Calculating the Turnover Rate of Proteins by Determination of Absolute Protein Amounts and Synthesis Rates
Two independent sets of data were collected of each SYPRO rubyTM-stained gel of radiolabeled proteins; fluorimaging allowed us to determine the absolute amount of any protein resolved in a 2D-gel, whereas phosphoimaging provided the amount of 35S incorporated per spot per unit of time. Availability of absolute protein amounts in combination with synthesis rates made it easy to calculate the time theoretically required to synthesize the measured amount of any detectable protein. Assuming a steady state of protein turnover, the time required to synthesize a cellular protein equals the time to degrade it. Hence, half of this synthesis time corresponds to the biological half-life of a protein. In the case of proliferating cells, the contribution to the gain of mass was subtracted from the protein synthesis performance, resulting in the synthesis rate required to compensate protein degradation. Thus, half-lives of proteins were calculated as follows: t1/2 = (Atotal/2)/((SR x tdupl - Atotal)/tdupl), where t1/2 is biological half-life, Atotal is absolute protein amount, SR is synthesis rates of respective protein, and tdupl is duplication time of cells (29.5 h in the presented experiment).

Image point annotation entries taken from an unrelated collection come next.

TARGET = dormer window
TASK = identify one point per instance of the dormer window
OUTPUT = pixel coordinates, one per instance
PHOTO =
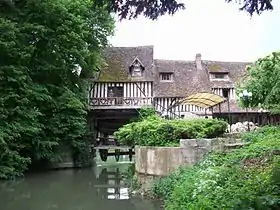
(136, 68)
(219, 76)
(166, 77)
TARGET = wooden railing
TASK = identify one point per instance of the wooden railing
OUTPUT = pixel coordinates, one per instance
(120, 101)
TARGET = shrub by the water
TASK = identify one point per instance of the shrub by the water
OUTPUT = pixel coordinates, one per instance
(247, 178)
(156, 131)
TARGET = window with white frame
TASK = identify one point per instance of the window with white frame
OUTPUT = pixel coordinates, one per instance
(166, 77)
(219, 76)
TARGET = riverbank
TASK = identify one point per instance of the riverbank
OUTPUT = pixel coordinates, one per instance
(246, 178)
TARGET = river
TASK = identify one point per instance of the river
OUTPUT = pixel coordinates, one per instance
(96, 188)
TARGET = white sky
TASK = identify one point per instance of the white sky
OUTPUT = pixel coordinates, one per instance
(217, 30)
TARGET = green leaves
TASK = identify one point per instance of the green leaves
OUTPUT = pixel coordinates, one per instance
(43, 104)
(155, 131)
(246, 178)
(264, 83)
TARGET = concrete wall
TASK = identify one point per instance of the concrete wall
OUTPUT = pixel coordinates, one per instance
(160, 161)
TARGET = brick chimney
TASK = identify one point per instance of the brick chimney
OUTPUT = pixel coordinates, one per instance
(198, 61)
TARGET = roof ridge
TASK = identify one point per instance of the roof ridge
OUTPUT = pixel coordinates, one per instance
(131, 47)
(171, 60)
(244, 62)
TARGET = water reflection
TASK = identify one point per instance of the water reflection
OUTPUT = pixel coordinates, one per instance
(99, 188)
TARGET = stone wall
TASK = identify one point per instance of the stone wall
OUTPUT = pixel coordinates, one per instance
(160, 161)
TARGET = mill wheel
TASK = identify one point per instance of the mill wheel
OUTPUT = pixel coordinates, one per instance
(117, 155)
(103, 154)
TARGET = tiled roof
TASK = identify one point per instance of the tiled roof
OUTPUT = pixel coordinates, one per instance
(118, 60)
(187, 79)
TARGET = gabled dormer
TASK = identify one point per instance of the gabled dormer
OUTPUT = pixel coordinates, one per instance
(136, 68)
(219, 76)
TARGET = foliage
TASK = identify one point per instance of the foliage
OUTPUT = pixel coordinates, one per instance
(43, 103)
(263, 82)
(155, 131)
(153, 9)
(246, 178)
(130, 178)
(147, 111)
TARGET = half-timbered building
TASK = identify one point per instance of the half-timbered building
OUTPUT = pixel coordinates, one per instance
(132, 78)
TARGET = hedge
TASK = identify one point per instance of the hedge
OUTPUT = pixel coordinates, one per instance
(156, 131)
(248, 178)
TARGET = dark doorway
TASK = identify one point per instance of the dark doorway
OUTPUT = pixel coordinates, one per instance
(116, 93)
(225, 92)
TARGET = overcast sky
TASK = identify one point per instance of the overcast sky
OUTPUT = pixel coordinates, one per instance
(217, 30)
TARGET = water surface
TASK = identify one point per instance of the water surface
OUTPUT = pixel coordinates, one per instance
(98, 188)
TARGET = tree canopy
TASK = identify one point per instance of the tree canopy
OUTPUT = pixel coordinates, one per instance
(153, 9)
(264, 82)
(43, 104)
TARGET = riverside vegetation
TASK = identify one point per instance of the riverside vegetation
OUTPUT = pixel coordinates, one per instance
(152, 130)
(247, 178)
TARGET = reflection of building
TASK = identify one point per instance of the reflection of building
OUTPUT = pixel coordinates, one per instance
(132, 78)
(110, 183)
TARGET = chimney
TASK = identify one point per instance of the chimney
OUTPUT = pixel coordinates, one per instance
(198, 61)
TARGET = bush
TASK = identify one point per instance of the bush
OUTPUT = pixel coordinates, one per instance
(247, 178)
(155, 131)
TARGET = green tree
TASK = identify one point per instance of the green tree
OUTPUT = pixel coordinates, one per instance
(264, 82)
(153, 8)
(49, 49)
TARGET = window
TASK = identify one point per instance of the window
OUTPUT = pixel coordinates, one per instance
(136, 68)
(219, 76)
(166, 76)
(225, 92)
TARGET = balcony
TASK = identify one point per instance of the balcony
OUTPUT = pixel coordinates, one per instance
(120, 102)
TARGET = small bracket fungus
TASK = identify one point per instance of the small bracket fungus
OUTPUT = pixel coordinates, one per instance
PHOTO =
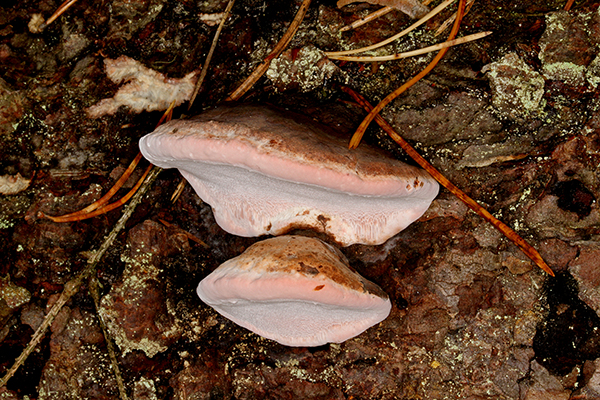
(296, 290)
(267, 172)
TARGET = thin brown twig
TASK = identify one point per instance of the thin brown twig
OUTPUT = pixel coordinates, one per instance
(104, 199)
(264, 66)
(77, 216)
(413, 53)
(213, 46)
(72, 286)
(360, 131)
(374, 15)
(450, 20)
(59, 11)
(397, 36)
(472, 204)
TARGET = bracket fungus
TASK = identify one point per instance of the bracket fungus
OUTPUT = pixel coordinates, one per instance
(264, 171)
(296, 290)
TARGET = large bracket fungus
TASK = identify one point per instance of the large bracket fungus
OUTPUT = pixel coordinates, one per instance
(264, 171)
(296, 290)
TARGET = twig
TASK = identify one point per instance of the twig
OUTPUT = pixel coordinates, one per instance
(360, 131)
(413, 53)
(59, 11)
(80, 215)
(95, 293)
(389, 40)
(210, 53)
(72, 286)
(264, 66)
(472, 204)
(104, 199)
(449, 21)
(374, 15)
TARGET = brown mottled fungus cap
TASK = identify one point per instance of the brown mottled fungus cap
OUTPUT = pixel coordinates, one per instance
(265, 171)
(296, 290)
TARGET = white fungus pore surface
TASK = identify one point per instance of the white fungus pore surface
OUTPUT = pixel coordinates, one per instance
(267, 172)
(295, 290)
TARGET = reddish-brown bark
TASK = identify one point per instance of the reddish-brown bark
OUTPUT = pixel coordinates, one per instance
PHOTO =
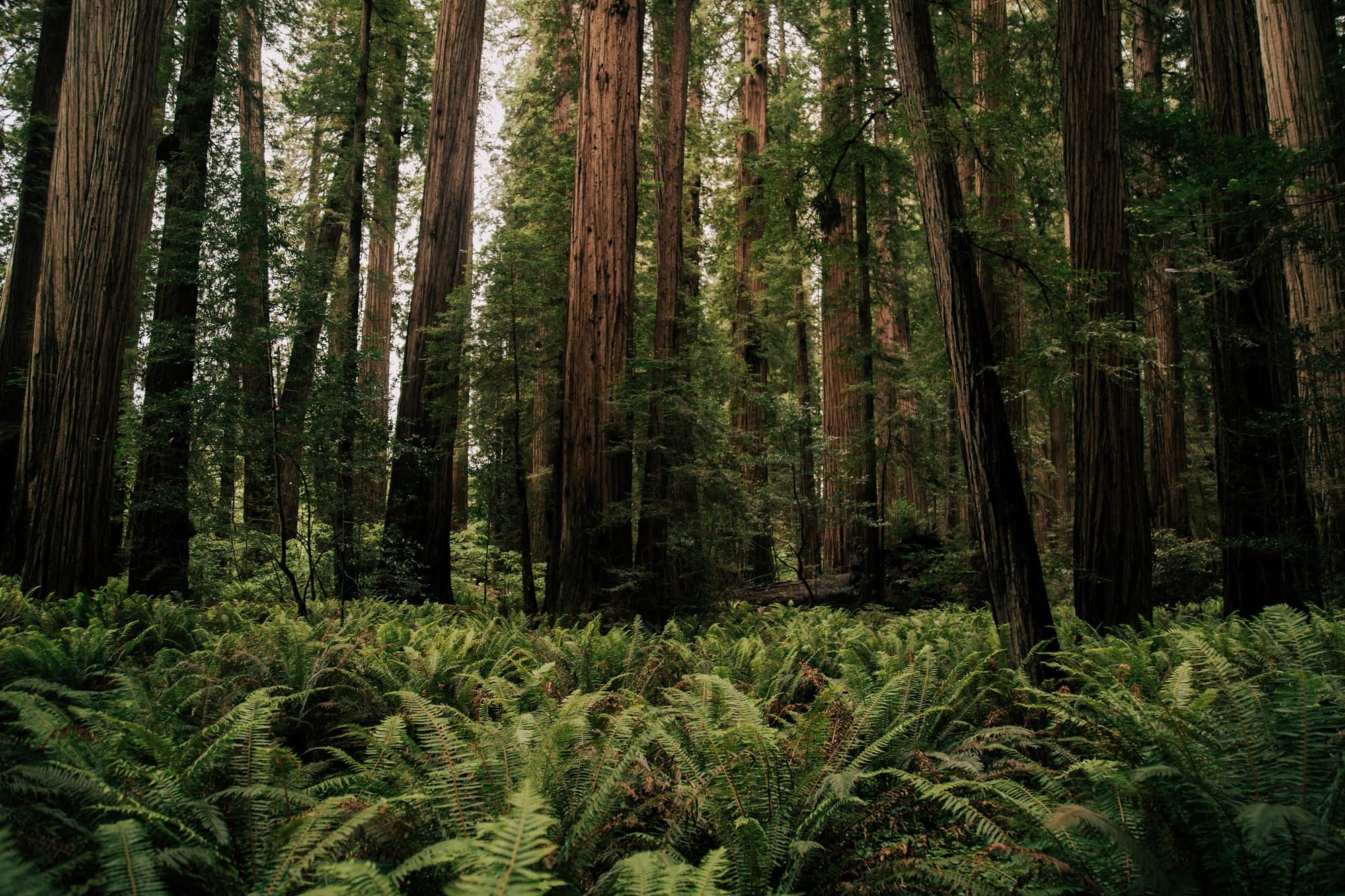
(595, 471)
(999, 507)
(1113, 546)
(420, 491)
(85, 303)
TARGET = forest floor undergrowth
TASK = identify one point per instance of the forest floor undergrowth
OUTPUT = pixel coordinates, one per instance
(229, 747)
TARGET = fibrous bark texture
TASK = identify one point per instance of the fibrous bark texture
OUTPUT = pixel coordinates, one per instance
(21, 284)
(420, 497)
(377, 326)
(843, 411)
(999, 507)
(672, 68)
(1113, 545)
(595, 456)
(1266, 522)
(1297, 41)
(161, 524)
(1164, 374)
(750, 420)
(85, 304)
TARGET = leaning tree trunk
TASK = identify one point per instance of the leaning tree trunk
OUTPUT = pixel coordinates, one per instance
(321, 248)
(595, 470)
(1266, 522)
(20, 296)
(85, 306)
(999, 507)
(420, 497)
(997, 182)
(1164, 374)
(161, 522)
(1113, 545)
(249, 364)
(1299, 50)
(750, 420)
(867, 498)
(672, 68)
(377, 326)
(841, 404)
(345, 565)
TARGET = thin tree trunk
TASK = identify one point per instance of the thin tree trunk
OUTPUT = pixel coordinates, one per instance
(20, 296)
(462, 459)
(892, 331)
(1112, 545)
(377, 326)
(750, 421)
(1266, 524)
(841, 403)
(672, 68)
(872, 585)
(345, 564)
(595, 469)
(547, 378)
(420, 498)
(1164, 376)
(252, 302)
(810, 532)
(999, 507)
(322, 247)
(525, 522)
(161, 518)
(85, 306)
(1297, 41)
(997, 182)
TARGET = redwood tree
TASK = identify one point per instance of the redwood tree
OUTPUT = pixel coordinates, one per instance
(672, 68)
(1113, 545)
(595, 471)
(1299, 50)
(161, 522)
(420, 497)
(21, 283)
(85, 306)
(1164, 374)
(999, 506)
(750, 420)
(1266, 524)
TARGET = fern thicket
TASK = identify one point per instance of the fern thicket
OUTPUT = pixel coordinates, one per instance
(151, 747)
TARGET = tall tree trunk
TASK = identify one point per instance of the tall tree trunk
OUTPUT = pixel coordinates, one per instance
(595, 469)
(20, 295)
(85, 307)
(892, 333)
(997, 182)
(420, 498)
(345, 564)
(1297, 41)
(867, 498)
(1266, 524)
(999, 507)
(161, 520)
(549, 348)
(806, 498)
(672, 68)
(321, 248)
(1164, 374)
(843, 412)
(750, 421)
(1113, 545)
(525, 522)
(377, 326)
(252, 298)
(462, 459)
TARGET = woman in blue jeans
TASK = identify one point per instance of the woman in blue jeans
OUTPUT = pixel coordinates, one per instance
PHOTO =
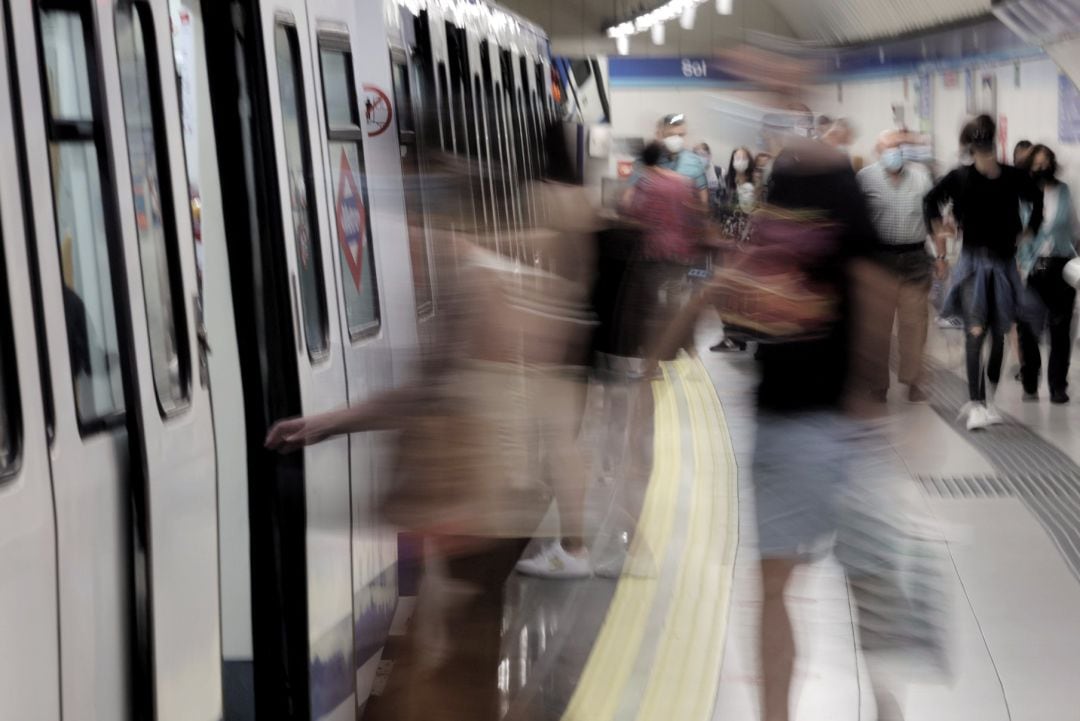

To validate this approach, we determined protein half-lives by an independent method, i.e. pulse-chase experiments, which proved useful for investigation of protein turnover by proteome analysis (23). We pulsed two aliquots of untreated U937 cells for 2 h at our standard conditions; one aliquot was harvested immediately, whereas the other was washed and chased for 24 h. Subsequent proteome analysis provided autoradiograph intensities for protein spots of interest determined by phosphoimaging at time 0 (ARt0) and at 24 h thereafter (ARt24). These values were corrected for the net growth of cells in the given time period, and the half-lives of proteins was calculated as follows: t1/2 = -24 x log2/log(ARt24/ARt0), where ARt0 is autoradiograph intensity of a protein after pulsing the cells, and ARt24 is autoradiograph intensity of a protein after pulsing and subsequently chasing the cells for 24 h.
Autoradiograph intensity values were normalized with respect to the protein amount of the corresponding spots as determined by fluorography. In the following we compared protein half-lives determined independently by each of the two methods. Biological half-lives of 15 proteins (indicated in Fig. 4), which we have identified previously (18, 32), were calculated using the fluorimaging and phosphoimaging data and compared with the corresponding values obtained from pulse-chase experiments (see Table I). Although the median protein half-life was found to be about 32 h in U937 cells, by both methods we determined the same set of proteins with rather long half-lives, such as calreticulin (66.5 and 65.3 h, respectively; see Table I), and proteins with apparently much higher turnover rates, such as hsp70 (half-life 16.4 and 20.0 h, respectively; see Table I). These data suggested that concomitant quantification of protein amounts and synthesis rates allows easy and reliable calculation of biological half-lives of proteins.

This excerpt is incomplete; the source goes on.